After a few months of being happily distracted and out of my routine, I’m back at my desk enjoying the pleasures of writing, reading, and tending to simple tasks. It’s the old Zen proverb in action: ‘Before enlightenment, chop wood and carry water. After enlightenment, chop wood and carry water.’
Cue enlightenment. Last weekend I took a writing workshop from Becca Puglisi (for any writers reading this, do yourself a favor and google books by Becca Puglisi and her writing partner, Angela Ackerman; one of my favorites is The Emotional Wound Thesaurus: A Writer’s Guide to Psychological Trauma).
Last weekend’s workshop was on hidden emotions and subtext. Puglisi showed us how to convey, through dialogue, what our characters are hiding and not saying. We all hide our emotions at times, Puglisi maintained. And we all lie at times too, she added.
Frankly, this didn’t sit well with me. Wouldn’t life be easier if we shared honestly and openly, but with respect? It might not shape tension in a novel, but when it comes to life, I value transparency. I connect it with integrity, something that’s also important to me.
I thought about our recent month in Japan. Instead of showing their real feelings, Japanese people usually use tatemae in public. Tatemae (建前) literally means ‘built in front.’ It refers to the facade people put in front of others to please them or avoid confrontation, and it often contradicts their true feelings. We were warned about this very thing from someone who had lived in Japan for several years. “Be careful asking for directions,” they said, “because even if someone doesn’t have an answer, they may use tatemae and point you in the wrong direction.” And that’s exactly what happened multiple times. We would carefully follow the directions we were given only to become hopelessly lost and taken further afield from our destination. It would have been much easier for us if people had simply said ‘I don’t know.’ However, it wouldn’t have been easier for them because there’s a high cultural value on saving face in Japan.
Still, that’s Japan I told myself. It’s different in North America.
Or is it?
Puglisi, who lives in Florida, used the example of a single mother who holds differing political views from her coworkers and refrains from sharing them for fear of repercussions like losing her job and being unable to feed her kids. Or a man who lies outright to his sister about his political affiliations because if he shared honestly, he wouldn’t be allowed at his dying mother’s bedside.
Those are extreme cases. That’s not the norm, I told myself. Yet the same political divide is happening in Canada. The same issues are cropping up here.
“We all lie at times,” Puglisi repeated. “We all hide our emotions, mask judgements, water down opinions, hold back information, redirect and control conversations.
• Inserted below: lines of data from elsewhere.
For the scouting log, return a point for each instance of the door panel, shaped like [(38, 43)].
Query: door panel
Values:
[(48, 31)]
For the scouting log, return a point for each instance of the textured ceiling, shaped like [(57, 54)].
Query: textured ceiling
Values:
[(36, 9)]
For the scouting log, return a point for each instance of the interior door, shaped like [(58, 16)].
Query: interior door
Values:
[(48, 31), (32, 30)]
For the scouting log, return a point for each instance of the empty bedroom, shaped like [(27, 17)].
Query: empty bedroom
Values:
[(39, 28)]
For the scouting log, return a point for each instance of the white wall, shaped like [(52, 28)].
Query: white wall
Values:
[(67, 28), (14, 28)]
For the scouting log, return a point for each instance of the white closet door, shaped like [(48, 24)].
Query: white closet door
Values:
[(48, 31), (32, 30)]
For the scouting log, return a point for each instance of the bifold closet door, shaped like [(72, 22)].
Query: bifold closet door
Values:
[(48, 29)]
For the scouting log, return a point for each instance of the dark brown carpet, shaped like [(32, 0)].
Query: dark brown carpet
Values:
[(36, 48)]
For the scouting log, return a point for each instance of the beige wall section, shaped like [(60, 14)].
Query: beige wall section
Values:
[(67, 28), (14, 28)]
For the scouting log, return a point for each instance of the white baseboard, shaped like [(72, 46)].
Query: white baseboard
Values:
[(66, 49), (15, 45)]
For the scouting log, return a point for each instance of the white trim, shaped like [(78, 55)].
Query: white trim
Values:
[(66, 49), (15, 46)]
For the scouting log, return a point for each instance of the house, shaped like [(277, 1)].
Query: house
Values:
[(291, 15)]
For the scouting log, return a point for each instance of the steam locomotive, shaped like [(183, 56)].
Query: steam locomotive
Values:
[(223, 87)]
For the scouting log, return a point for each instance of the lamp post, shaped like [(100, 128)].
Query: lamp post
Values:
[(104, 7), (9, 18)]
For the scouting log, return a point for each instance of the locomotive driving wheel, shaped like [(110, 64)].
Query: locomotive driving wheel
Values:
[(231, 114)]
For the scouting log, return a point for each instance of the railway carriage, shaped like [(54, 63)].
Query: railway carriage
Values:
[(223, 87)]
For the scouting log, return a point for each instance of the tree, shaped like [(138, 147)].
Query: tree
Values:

Those are all forms of lying.”
Framed that way, I was better able to relate to the point Puglisi was making.
For instance, my daughter recently took my five-year-old grandson for his shot. She knew it would hurt; she expected him to scream (and scream he did) but she masked her emotions because her getting upset would only add to his distress. In another instance, when pressed by one family member about the romantic inclinations of another family member, I was anything but transparent. I deliberately withheld information that wasn’t mine to give, redirecting the conversation to something more mundane.
A lack of transparency, concealing things, is not only an option at times, sometimes it is the best option. Unless, of course, you’re lost in the middle of Tokyo and desperately need help finding your way. Then I’m all for transparency. Or calling a cab.